2o Sous le même Code, le porteur d'une lettre de change non acceptée, qui l'a fait protester trop tard, a-t-il une action en garantie contre les endosseurs qui ne prouvent pas qu'il y a eu provision ?

Le 30 décembre 1808, lettre de change tirée de Naples par le sieur Caron, payable à quatrevingts jours de date à l'ordre du sieur Durony et compagnie, sur les sieurs Page, Mottet et compagnie, de Lyon.

Les sieurs Durony et compagnie endossent cette lettre de change au profit des sieurs Bordier frères, des mains desquels elle passe successivement dans celles des sieurs Gaudy fils, Monnier, S. Privast et Volan cadet.

Le 20 mars 1809, jour de l'échéance de la lettre de change, le sieur Volan cadet la transporte, par un endossement daté d'Orange, au sieur Salignon, dit Caritat, demeurant en cette ville.

Le même jour, le sieur Salignon en passe l'ordre aux sieurs Coste et compagnie, de Marseille.

Le 24 du même mois, les sieurs Coste et compagnie la transportent au sieur Familier, qui, à son tour, la transporte aux sieurs Bodin frères, de Lyon.

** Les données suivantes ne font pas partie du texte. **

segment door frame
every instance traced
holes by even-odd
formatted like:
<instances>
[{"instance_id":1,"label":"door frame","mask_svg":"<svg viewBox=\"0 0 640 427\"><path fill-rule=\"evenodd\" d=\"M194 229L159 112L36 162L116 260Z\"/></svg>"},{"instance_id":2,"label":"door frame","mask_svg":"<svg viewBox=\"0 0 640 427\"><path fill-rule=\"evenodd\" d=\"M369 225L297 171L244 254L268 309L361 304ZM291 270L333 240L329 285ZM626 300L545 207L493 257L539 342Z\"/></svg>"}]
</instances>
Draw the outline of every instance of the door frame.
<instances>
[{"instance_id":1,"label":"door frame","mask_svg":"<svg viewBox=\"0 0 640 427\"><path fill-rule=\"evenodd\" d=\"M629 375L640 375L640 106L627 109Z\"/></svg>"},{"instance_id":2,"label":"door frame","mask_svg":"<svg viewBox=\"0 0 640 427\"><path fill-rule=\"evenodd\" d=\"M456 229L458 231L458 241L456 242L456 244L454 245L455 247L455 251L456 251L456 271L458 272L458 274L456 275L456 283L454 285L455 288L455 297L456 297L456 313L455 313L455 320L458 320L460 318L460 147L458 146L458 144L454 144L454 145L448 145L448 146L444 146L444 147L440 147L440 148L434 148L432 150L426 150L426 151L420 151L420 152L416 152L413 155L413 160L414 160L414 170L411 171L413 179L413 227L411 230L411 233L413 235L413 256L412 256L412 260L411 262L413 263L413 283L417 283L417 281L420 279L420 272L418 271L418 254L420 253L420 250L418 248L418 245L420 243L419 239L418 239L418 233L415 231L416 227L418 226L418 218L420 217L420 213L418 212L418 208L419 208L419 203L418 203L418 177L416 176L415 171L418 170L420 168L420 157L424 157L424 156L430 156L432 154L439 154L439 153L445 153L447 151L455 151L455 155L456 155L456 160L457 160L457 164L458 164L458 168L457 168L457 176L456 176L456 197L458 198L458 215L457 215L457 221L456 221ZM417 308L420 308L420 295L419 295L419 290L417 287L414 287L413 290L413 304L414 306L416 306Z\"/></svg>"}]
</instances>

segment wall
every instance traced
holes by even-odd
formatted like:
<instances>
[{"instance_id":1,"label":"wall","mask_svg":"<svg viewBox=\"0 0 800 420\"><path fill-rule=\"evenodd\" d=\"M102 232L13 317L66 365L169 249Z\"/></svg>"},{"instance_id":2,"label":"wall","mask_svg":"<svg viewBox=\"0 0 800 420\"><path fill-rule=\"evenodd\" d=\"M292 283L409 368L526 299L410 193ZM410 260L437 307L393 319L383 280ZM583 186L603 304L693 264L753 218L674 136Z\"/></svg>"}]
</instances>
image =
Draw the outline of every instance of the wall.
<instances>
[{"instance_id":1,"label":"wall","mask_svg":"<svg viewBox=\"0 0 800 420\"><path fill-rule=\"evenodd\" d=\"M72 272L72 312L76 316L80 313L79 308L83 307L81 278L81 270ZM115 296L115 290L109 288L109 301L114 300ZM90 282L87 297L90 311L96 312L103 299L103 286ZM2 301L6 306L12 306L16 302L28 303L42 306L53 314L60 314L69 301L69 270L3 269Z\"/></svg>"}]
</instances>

Le 28, les sieurs Bodin frères font protester la lettre de change, faute d'acceptation et de paiement. Les sieurs Page, Mottet et compagnie, sur qui elle est tirée, répondent au Protêt « que le tireur est en faillite, et qu'à l'échéance » comme aujourd'hui, ils n'ont reçu de lui au» cuns fonds ».

Les sieurs Bodin s'adressent à deux maisons indiquées au besoin par la lettre de change. Les chefs de ces maisons répondent « qu'ils seraient » intervenus, mais qu'ils ne le peuvent, la lettre » de change étant périmée ».

A la vue du Protêt, le sieur Salignon rembourse aux sieurs Coste et compagnie, de Mareille, le montant de la lettre de change.

Il demande le même remboursement au sieur Volan cadet, son endosseur immédiat; mais celui-ci s'y refuse.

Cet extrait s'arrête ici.